To better serve the people of Kentucky, several agencies in the state government created a new system for SNAP recipients to access locally available training opportunities and find open jobs. This new system became available May 1 in the TENCO area thanks to a collaboration between the Cabinet for Health and Family Services (CHFS), which administers the SNAP program through the Department for Community Based Services (DCBS), the Kentucky Education and Workforce Development Cabinet’s Department of Workforce Investment (DWI), and the TENCO Local Workforce Development Board.

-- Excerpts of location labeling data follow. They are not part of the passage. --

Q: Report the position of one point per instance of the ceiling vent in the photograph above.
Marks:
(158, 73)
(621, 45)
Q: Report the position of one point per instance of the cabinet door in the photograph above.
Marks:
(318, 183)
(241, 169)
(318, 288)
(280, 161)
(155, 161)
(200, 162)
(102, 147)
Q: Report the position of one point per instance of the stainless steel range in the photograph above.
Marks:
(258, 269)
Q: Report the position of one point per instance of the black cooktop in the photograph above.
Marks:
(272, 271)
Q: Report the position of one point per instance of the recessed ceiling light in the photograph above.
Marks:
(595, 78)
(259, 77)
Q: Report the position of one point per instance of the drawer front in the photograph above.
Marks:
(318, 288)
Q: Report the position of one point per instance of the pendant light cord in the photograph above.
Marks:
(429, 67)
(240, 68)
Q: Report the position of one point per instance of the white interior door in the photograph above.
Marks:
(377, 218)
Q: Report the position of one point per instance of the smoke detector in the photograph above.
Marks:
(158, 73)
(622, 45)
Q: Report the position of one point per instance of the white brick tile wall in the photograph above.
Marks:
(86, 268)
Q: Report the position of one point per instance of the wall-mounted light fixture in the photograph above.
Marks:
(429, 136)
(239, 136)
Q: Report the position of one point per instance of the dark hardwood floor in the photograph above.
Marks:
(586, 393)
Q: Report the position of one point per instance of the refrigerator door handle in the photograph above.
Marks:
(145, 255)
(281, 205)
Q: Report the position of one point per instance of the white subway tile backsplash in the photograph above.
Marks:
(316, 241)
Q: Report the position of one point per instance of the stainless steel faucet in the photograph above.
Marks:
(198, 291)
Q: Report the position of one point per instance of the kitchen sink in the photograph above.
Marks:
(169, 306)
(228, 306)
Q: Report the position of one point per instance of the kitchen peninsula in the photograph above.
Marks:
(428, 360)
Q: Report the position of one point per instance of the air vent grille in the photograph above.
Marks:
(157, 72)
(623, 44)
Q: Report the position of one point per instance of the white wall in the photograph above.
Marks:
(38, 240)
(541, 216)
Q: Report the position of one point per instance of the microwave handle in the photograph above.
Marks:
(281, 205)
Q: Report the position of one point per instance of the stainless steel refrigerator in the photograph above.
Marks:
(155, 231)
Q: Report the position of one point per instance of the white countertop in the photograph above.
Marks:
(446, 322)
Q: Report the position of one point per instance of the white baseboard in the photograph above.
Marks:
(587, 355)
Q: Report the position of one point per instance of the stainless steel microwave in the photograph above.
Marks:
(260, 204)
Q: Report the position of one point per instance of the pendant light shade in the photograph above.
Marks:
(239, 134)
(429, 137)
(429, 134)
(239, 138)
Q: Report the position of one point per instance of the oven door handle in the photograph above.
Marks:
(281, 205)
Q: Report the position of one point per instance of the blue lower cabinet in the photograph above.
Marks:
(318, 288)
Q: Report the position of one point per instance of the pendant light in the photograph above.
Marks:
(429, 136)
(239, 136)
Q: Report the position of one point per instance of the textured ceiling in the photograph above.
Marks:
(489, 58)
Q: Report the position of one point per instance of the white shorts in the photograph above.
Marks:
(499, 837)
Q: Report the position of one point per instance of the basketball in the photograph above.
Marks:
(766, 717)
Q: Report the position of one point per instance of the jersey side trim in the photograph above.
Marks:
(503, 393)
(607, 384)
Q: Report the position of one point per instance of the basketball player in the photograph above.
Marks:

The TENCO counties include Bath, Boyd, Bracken, Fleming, Greenup, Lewis, Mason, Montgomery, Robertson and Rowan counties.
Kentucky Career Centers are led in each of the Commonwealth’s 10 workforce development areas by local workforce development boards. This gives each board the ability to work directly with employers, and to determine the job availability and training needs on a local level. Some services provided by the Career Centers include skills assessments, resume building, and interview preparation.
The federal SNAP E&T program implemented in 1996 required able-bodied adults ages 18-49 who do not have dependents to meet work, skills training or community engagement requirements of 20 hours per week to remain eligible for SNAP (formerly known as food stamp) benefits. The requirement was waived from 2008 – 2015 because of the economic recession, but not reinstated when the economy improved.
This SNAP E&T collaboration is considered a pilot of the state’s proposed Medicaid transformation, which includes a community engagement requirement and is expected to begin in July 2018.
“The Medicaid and SNAP populations overlap quite a bit,” according to Kristi Putnam, program manager for the Kentucky HEALTH Medicaid transformation. “To keep things simpler, we have aligned the programs. The Kentucky HEALTH program will feature a similar community engagement aspect that aims to also give members the tools to obtain good-paying jobs and lead to better health and overall well-being.”